Das hing auch mit dem wachsenden Einfluß neuer geistiger Strömungen zusammen, die nietzscheanisch oder wenigstens vitalistisch gerichtet waren, lebensreformerisch und sozialkritisch, spirituell, aber kirchenfeindlich, theosophisch, anthroposophisch, pansophisch. Hodler konnte in vieler Hinsicht als Repräsentant dieser Suchbewegungen gelten, wenngleich er ihre Wünsche und ihre Mythen auf einem sonst nicht erreichten künstlerischen Niveau ausdrückte: von seinen Landschaftsbildern, die meistens die heimatliche Bergwelt darstellten, über die Porträts verschiedener Art, bis zu den großformatigen Bildern programmatischen Charakters, die seinen eigentlichen Ruhm ausmachten.
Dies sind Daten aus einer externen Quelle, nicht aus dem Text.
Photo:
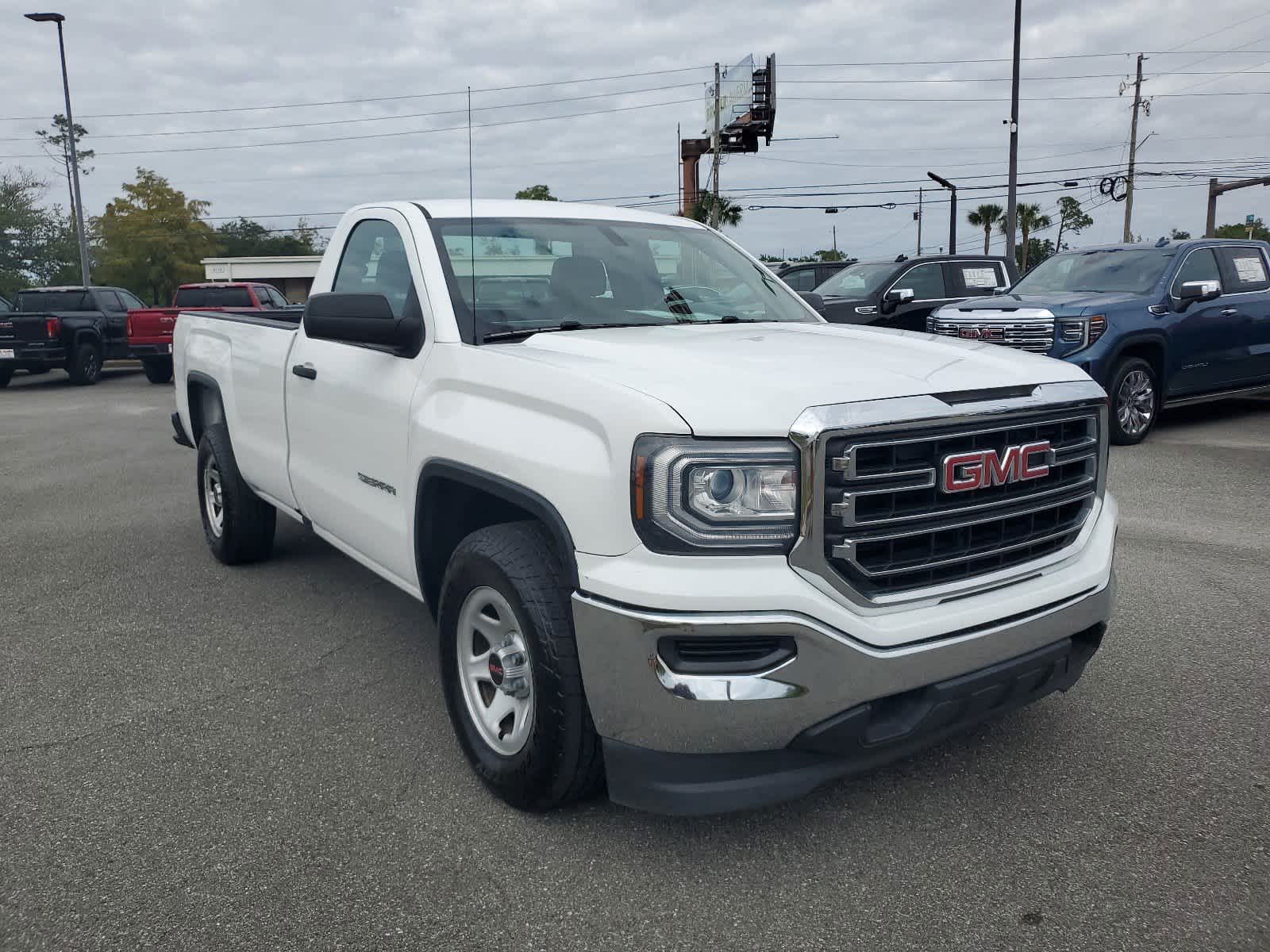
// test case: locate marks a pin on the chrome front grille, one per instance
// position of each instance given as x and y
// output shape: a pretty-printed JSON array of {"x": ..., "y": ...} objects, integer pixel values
[
  {"x": 891, "y": 527},
  {"x": 1034, "y": 334},
  {"x": 883, "y": 524}
]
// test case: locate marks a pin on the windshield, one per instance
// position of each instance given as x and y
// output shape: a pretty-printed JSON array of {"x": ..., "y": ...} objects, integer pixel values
[
  {"x": 55, "y": 301},
  {"x": 1133, "y": 270},
  {"x": 514, "y": 276},
  {"x": 213, "y": 298},
  {"x": 857, "y": 281}
]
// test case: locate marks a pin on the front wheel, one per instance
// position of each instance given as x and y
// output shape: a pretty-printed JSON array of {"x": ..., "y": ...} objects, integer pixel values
[
  {"x": 510, "y": 670},
  {"x": 239, "y": 524},
  {"x": 158, "y": 370},
  {"x": 1134, "y": 401}
]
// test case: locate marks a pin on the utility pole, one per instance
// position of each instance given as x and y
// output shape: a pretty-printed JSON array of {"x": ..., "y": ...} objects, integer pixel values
[
  {"x": 1013, "y": 198},
  {"x": 918, "y": 216},
  {"x": 70, "y": 135},
  {"x": 717, "y": 146},
  {"x": 1216, "y": 190},
  {"x": 1133, "y": 152}
]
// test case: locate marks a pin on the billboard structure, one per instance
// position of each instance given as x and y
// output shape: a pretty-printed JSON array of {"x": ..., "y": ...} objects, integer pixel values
[{"x": 742, "y": 107}]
Die Ausstellung des Berner Kunstmuseums zeigt die wichtigsten dieser Arbeiten, großzügig gehängt und sachkundig vorgestellt; genannt seien in diesem Zusammenhang vor allem "Der Tag" (1899), "Die Empfindung" (1901/02), "Lied aus der Ferne" (1906), "Die Heilige Stunde" (1911) und zuletzt noch "Blick in die Unendlichkeit" (1916). Sie stellten regelmäßig Menschen in außergewöhnlichen Gemütszuständen dar: verzweifelt, träumend, erwachend, anbetend, versunken, ekstatisch. "Ich male den menschlichen Körper", schrieb Hodler, "wenn er bewegt ist von seinen Gefühlen, jede Empfindung hat ihren Gestus. Ich will also einen allgemeinen Grund für die Körperbewegung. (...) Die Empfindungen haben ihren Gemeinpunkt im Gefühl."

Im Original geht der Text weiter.